Le 9 décembre prochain, nous fêterons les 108 ans de la loi de séparation de l’Eglise et de l’Etat qui a fixé les termes de la laïcité en France.

Cependant, ces dernières années moult hommes politiques ont interrogé, de manière plus ou moins polémique, la place des religions dans la République (rapport Stasi, discours du Latran de Nicolas Sarkozy, charte de la laïcité de Vincent Peillon, etc.). Je souhaiterais apporter ici quelques réflexions à ce débat à la lumière de nos traditions et des défis sociologiques qui se posent à nous.

Le mot laïc dérive du grec laos (peuple) et s’oppose à clerc (en grec clerikos) qui qualifie l’homme d’Eglise. Dans l’Europe médiévale puis d’Ancien Régime, l’autorité ecclésiastique a toujours eu la prédominance symbolique sur les pouvoirs temporels. Néanmoins, ceux-ci n’ont eu de cesse de s’en affranchir, avec ou sans l’approbation populaire.
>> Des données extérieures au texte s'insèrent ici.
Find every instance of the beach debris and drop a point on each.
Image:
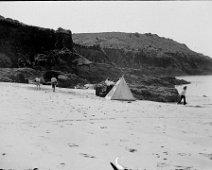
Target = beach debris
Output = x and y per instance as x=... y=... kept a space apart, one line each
x=206 y=155
x=72 y=145
x=118 y=166
x=87 y=155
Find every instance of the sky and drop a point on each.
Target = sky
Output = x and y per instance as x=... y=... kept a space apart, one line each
x=188 y=22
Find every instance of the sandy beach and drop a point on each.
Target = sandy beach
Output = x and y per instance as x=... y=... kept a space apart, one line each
x=73 y=129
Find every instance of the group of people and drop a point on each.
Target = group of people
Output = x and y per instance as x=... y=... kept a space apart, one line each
x=109 y=84
x=54 y=83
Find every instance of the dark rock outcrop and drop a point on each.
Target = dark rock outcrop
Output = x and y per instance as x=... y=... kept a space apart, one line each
x=149 y=52
x=46 y=52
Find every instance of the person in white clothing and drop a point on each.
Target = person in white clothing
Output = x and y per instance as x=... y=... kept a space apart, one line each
x=54 y=83
x=37 y=82
x=183 y=96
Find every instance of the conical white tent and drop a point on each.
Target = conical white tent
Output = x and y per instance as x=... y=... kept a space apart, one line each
x=120 y=91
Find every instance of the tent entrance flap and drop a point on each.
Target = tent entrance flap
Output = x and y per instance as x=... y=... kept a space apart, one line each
x=120 y=91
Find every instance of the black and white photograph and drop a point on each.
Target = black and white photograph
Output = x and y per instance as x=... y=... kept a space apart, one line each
x=106 y=85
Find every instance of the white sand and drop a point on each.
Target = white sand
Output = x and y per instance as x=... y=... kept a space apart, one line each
x=75 y=130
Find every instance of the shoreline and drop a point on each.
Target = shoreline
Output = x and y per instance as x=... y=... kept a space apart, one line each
x=74 y=129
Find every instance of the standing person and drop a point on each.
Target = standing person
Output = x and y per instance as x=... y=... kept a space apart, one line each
x=54 y=83
x=37 y=82
x=183 y=96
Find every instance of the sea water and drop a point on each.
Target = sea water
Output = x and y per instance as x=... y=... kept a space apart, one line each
x=199 y=92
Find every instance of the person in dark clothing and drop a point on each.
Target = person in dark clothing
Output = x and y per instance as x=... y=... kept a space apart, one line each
x=183 y=96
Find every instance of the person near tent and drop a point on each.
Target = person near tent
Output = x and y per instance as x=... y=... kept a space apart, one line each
x=37 y=82
x=183 y=96
x=109 y=85
x=54 y=83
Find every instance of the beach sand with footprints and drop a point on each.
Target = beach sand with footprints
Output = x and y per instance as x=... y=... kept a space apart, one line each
x=74 y=129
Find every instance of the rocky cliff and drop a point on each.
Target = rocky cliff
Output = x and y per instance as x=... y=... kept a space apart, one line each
x=153 y=54
x=29 y=51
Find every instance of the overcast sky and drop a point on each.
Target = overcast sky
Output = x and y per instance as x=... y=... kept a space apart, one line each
x=188 y=22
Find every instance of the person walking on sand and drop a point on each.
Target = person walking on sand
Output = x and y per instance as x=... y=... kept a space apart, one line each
x=183 y=96
x=54 y=83
x=37 y=82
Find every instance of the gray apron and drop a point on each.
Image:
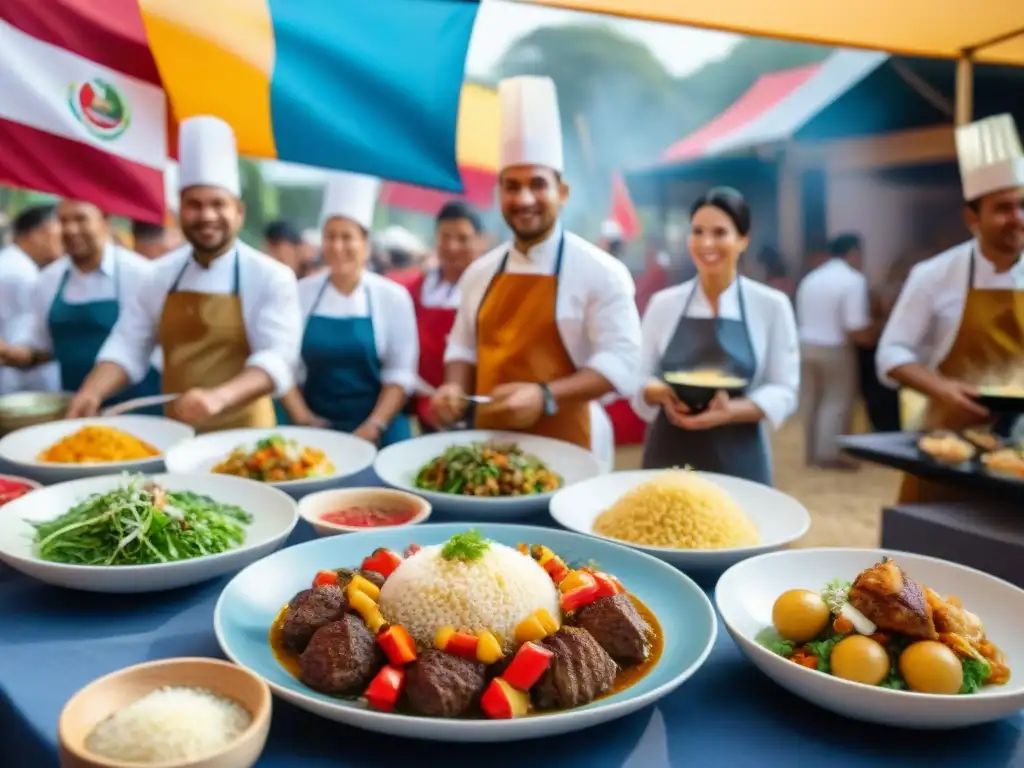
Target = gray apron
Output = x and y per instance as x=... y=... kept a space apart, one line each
x=737 y=450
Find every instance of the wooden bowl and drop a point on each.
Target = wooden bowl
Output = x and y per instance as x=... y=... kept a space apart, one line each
x=102 y=697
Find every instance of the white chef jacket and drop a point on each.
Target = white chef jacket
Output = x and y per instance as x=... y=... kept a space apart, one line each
x=926 y=320
x=269 y=307
x=436 y=293
x=122 y=273
x=595 y=311
x=832 y=302
x=18 y=275
x=394 y=322
x=772 y=328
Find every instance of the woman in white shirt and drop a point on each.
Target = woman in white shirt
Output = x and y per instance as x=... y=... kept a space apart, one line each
x=726 y=323
x=359 y=346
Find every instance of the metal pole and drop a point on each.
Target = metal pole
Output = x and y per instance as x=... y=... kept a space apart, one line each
x=965 y=89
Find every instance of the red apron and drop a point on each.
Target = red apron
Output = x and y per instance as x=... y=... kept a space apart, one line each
x=434 y=324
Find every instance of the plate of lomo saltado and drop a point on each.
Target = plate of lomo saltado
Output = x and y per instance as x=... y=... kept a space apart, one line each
x=449 y=632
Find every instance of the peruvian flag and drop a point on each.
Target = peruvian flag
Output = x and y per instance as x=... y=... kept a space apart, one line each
x=82 y=115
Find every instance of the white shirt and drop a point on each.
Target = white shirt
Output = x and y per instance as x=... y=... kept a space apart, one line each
x=437 y=293
x=393 y=314
x=18 y=275
x=832 y=302
x=927 y=316
x=772 y=328
x=269 y=308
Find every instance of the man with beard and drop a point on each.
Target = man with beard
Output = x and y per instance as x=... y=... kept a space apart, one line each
x=226 y=315
x=78 y=300
x=548 y=323
x=958 y=323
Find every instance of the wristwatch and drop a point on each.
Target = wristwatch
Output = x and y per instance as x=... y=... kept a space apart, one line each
x=550 y=404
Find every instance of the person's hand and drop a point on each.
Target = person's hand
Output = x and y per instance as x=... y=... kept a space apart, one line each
x=717 y=414
x=369 y=430
x=960 y=409
x=84 y=404
x=518 y=406
x=449 y=402
x=198 y=406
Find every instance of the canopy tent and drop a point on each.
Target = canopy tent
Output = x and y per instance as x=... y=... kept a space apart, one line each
x=986 y=32
x=476 y=152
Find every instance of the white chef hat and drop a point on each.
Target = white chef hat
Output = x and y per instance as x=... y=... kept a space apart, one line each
x=990 y=156
x=208 y=155
x=350 y=196
x=610 y=229
x=531 y=127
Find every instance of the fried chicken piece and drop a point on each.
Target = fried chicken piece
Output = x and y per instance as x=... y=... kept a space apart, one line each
x=893 y=601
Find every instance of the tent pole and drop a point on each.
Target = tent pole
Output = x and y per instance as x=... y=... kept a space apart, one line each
x=965 y=89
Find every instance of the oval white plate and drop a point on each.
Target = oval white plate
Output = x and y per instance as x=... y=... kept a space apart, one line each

Particulièrement en France où les légistes de Philippe le Bel à Louis XIV ont développé le concept de la liberté de l’Eglise Gallicane qui ne peut exécuter de décision pontificale que munie du sceau royal. Le roi donnait l’investiture aux évêques et le Parlement pouvait interdire un ordre religieux, par exemple les jésuites en 1763.

La République a conservé la volonté d’organiser et de contrôler les différentes églises. La création du Conseil français du culte musulman (CFCM) en 2003 par le ministre de l’Intérieur et des Cultes Nicolas Sarkozy, relève de cette logique. Le leitmotiv « il faut un islam de France et non un islam en France » dont les médias se sont gargarisés, était une facilité rhétorique qui n’a été reçue qu’en raison de notre atavisme gallican.

« Une idéologie positiviste héritée de Condorcet et d’Auguste Comte »

Si la laïcité est en crise aujourd’hui, c’est qu’elle pèche à deux niveaux. D’une part, elle s’appuie sur une idéologie positiviste héritée de Condorcet et d’Auguste Comte qui ne parvient pas à répondre aux nouvelles questions éthiques que soulève la science (IVG, PMA, GPA, etc.). D’autre part, L’Etat ne remplit plus certaines de ses missions dans des quartiers entiers telles que la sécurité, les postes, l’éducation. C’est ce vide que les mouvements religieux occupent. S’en prendre donc aux religions, dénoncer leurs extrémismes et leurs dérives, c’est attaquer les symptômes et faire peu de cas des causes. Si l’on veut réinstaurer une laïcité harmonieuse, il faut appliquer un certain nombre de principes :

  • Redonner le goût de l’Histoire de France comme le faisait le professeur laïc Ernest Lavisse. Enseigner une certaine morale laïque qui n’interdit aucune religion et qui prépare les jeunes au libre arbitre.
  • Redécouvrir les beautés de la langue française depuis la rhétorique républicaine jusqu’à l’éloquence sacrée, jusqu’à Jaurès depuis Bossuet.
  • Assurer la diversité des populations, des commerces, et des services sur tous les territoires de la République.

Les solutions au vivre ensemble se trouvent en nous- mêmes pour peu que l’on accepte la vérité qui comme le disait Saint Jean nous rendra libres !

Benjamin Vignau est le délégué à la laïcité de l’UDI 31.

Particularité : Il est le candidat unique à la Présidence des Jeunes de l’UDI 31. Il est à la tête d’une liste d’union.